Department of Cell Research and Immunology, George S. Wise, Faculty of Life Sciences, Tel Aviv University, Tel Aviv 69978, Israel; Institute of Human Virology, University of Maryland School of Medicine, Baltimore, 21201 MD, USA.
Cancer Lett. 2014 Sep 28;352(1):54-8. doi: 10.1016/j.canlet.2013.08.029. Epub 2013 Aug 27.
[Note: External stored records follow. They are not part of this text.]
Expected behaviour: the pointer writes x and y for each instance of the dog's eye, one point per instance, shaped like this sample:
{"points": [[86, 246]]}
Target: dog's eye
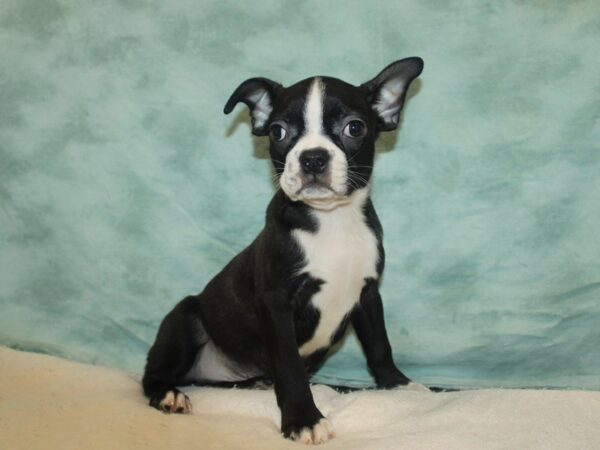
{"points": [[355, 129], [278, 133]]}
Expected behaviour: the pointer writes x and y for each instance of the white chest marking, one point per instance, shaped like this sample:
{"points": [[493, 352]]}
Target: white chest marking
{"points": [[342, 253]]}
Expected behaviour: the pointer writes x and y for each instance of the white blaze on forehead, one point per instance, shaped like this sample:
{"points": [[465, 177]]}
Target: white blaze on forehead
{"points": [[314, 136], [313, 111]]}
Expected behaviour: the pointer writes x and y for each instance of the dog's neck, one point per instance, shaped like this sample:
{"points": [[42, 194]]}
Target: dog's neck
{"points": [[356, 199]]}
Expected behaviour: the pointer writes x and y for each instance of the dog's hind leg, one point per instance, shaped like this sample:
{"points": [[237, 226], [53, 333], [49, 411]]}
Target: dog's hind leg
{"points": [[180, 337]]}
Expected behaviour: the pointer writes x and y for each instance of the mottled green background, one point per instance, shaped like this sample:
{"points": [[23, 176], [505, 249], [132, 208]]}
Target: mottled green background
{"points": [[123, 187]]}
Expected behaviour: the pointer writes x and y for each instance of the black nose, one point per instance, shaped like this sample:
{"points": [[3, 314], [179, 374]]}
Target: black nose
{"points": [[315, 161]]}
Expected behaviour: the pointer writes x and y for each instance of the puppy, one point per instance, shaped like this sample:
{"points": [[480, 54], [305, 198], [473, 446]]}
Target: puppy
{"points": [[274, 311]]}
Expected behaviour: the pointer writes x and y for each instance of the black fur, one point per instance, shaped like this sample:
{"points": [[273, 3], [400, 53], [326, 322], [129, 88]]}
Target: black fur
{"points": [[257, 311]]}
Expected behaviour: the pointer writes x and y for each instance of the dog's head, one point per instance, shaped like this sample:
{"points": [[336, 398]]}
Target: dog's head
{"points": [[323, 130]]}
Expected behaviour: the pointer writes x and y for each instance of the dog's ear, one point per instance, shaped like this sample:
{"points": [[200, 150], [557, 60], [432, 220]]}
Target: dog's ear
{"points": [[258, 94], [387, 90]]}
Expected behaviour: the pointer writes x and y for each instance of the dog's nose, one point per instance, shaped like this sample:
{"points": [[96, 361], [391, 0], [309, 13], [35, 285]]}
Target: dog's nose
{"points": [[314, 162]]}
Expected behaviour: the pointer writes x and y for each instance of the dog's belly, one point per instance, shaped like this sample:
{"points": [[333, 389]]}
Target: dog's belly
{"points": [[211, 365], [343, 254]]}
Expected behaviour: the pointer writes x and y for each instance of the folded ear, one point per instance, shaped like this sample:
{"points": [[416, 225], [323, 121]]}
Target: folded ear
{"points": [[387, 90], [258, 94]]}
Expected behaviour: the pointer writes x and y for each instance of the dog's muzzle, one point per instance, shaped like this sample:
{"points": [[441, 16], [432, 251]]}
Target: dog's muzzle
{"points": [[314, 162]]}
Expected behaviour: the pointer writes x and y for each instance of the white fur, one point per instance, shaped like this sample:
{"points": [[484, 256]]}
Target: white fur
{"points": [[342, 253], [212, 365], [320, 433], [314, 137]]}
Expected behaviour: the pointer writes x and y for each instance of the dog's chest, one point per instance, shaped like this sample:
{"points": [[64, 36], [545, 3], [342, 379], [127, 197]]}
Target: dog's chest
{"points": [[342, 253]]}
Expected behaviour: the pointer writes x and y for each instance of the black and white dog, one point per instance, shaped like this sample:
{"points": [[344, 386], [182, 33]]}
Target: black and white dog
{"points": [[274, 311]]}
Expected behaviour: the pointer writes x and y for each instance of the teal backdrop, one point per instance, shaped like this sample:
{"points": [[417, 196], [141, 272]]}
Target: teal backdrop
{"points": [[123, 187]]}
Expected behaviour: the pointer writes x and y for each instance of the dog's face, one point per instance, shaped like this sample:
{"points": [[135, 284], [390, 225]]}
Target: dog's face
{"points": [[323, 130]]}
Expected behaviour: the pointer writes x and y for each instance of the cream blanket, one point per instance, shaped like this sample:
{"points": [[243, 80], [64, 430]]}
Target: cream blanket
{"points": [[48, 403]]}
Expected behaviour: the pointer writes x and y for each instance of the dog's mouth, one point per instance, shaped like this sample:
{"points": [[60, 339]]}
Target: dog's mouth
{"points": [[315, 189], [320, 195]]}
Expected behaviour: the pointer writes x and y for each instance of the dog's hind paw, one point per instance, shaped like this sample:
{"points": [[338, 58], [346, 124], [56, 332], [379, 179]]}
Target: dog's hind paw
{"points": [[320, 433], [173, 401], [415, 387]]}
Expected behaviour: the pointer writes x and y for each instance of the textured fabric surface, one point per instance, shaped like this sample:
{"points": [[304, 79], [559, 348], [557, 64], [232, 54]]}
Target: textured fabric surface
{"points": [[52, 403], [123, 187]]}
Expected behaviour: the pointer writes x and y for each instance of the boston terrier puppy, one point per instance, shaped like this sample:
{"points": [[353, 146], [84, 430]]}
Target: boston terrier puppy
{"points": [[276, 309]]}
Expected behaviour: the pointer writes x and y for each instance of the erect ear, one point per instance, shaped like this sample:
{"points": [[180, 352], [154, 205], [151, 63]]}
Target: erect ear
{"points": [[258, 94], [387, 90]]}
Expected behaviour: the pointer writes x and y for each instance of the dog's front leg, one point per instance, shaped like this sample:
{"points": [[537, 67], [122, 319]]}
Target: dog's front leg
{"points": [[369, 325], [300, 418]]}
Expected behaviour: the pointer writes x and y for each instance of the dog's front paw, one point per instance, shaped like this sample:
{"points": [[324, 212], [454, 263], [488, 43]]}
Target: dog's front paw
{"points": [[318, 433], [173, 401]]}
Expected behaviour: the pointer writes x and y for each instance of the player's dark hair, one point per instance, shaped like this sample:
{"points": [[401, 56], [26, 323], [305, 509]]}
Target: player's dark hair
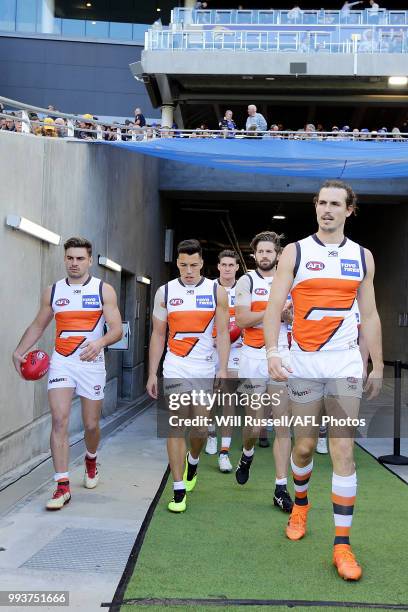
{"points": [[267, 237], [189, 247], [351, 198], [228, 253], [78, 243]]}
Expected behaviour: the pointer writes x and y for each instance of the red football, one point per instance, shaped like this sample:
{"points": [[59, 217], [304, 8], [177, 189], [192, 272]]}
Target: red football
{"points": [[235, 331], [36, 365]]}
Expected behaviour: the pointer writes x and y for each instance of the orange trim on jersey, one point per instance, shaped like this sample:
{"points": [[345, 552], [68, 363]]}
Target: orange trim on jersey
{"points": [[320, 294], [74, 320], [186, 322], [232, 319]]}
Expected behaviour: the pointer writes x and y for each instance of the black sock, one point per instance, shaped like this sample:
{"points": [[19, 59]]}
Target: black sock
{"points": [[179, 495]]}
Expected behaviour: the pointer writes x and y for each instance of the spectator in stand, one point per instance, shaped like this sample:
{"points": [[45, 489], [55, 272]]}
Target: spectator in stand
{"points": [[373, 12], [61, 127], [84, 126], [346, 9], [8, 124], [255, 119], [273, 132], [139, 118], [396, 134], [227, 125]]}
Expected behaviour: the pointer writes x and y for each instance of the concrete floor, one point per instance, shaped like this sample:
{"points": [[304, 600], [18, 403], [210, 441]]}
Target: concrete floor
{"points": [[132, 462]]}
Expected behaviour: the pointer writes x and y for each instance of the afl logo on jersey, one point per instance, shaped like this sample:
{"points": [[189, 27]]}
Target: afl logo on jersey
{"points": [[315, 266], [62, 302]]}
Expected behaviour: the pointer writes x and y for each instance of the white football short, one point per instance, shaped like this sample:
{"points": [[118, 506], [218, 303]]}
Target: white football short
{"points": [[325, 373], [183, 375], [88, 379]]}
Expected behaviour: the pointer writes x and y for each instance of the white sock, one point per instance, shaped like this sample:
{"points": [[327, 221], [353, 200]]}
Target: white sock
{"points": [[178, 485], [225, 442], [191, 459]]}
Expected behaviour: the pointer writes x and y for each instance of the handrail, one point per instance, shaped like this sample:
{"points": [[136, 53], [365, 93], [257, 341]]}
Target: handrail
{"points": [[134, 132]]}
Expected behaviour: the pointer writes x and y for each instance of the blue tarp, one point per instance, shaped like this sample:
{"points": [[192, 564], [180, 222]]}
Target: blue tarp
{"points": [[316, 159]]}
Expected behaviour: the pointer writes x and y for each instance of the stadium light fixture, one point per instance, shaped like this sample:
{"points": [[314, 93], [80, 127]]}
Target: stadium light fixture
{"points": [[29, 227], [398, 81], [109, 263], [143, 279]]}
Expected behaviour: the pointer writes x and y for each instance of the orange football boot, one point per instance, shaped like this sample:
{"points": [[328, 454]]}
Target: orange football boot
{"points": [[345, 561]]}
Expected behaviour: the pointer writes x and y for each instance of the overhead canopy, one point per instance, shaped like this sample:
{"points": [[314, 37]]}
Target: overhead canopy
{"points": [[344, 159]]}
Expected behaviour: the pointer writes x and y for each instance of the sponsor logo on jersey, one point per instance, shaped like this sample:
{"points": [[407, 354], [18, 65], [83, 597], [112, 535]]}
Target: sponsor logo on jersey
{"points": [[204, 301], [350, 267], [62, 302], [176, 302], [315, 266], [90, 301], [297, 393]]}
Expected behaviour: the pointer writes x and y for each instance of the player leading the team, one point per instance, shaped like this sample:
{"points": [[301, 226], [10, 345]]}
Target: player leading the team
{"points": [[325, 274], [80, 303]]}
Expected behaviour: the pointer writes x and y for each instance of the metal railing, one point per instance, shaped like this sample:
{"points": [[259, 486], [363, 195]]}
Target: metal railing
{"points": [[31, 118], [352, 40], [187, 17]]}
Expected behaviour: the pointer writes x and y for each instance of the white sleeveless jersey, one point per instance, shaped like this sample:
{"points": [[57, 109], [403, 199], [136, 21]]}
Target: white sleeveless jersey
{"points": [[78, 311], [326, 280], [254, 336], [190, 317]]}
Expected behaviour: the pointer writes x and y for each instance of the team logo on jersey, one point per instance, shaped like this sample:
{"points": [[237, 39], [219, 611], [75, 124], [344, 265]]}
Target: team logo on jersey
{"points": [[204, 301], [62, 302], [90, 301], [350, 267], [315, 266]]}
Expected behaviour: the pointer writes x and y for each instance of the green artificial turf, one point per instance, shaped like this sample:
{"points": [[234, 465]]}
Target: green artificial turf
{"points": [[230, 542]]}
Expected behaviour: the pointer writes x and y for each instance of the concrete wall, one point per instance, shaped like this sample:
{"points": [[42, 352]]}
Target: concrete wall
{"points": [[197, 62], [72, 188], [76, 77]]}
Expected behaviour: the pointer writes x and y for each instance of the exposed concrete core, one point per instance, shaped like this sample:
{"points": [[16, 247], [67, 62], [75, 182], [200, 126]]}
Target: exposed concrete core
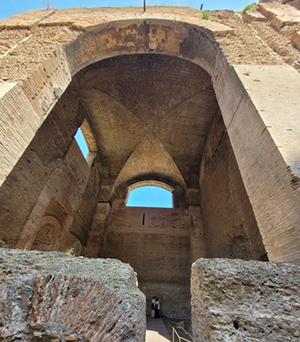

Cancer cells that disseminate to metastatic sites may progress to frank metastasis or persist as dormant micrometastasis. Significant progress has been made in defining the genetic and phenotypic cancer-cell-autonomous determinants of metastasis and in the understanding of the cross-talk between metastasizing tumor cells and the metastatic microenvironment. However several questions remain open, in particular the identity of microenvironmental factors that keep micrometastatic cells in a state of dormancy and those that promote survival, proliferation and progression of such cells. Significantly more information is available on the latter factors than on microenvironmental cells and molecules that restrain micrometastasis. This mini-review summarizes findings suggesting that: In view of the above, it is not unlikely that metastases residing in different microenvironments may require "individualized" treatment modalities.
扩散至转移部位的癌细胞可能发展为明显的转移灶,或作为休眠微转移灶持续存在。在确定转移的基因和表型癌细胞自主决定因素以及理解转移肿瘤细胞与转移微环境之间的相互作用方面已经取得了重大进展。然而,仍有几个问题尚未解决,特别是使微转移细胞处于休眠状态的微环境因素以及促进此类细胞存活、增殖和进展的因素的身份。关于后一类因素的信息明显多于抑制微转移的微环境细胞和分子。本综述总结了研究结果,表明:鉴于上述情况,位于不同微环境中的转移灶可能需要“个性化”治疗方式,这并非不可能。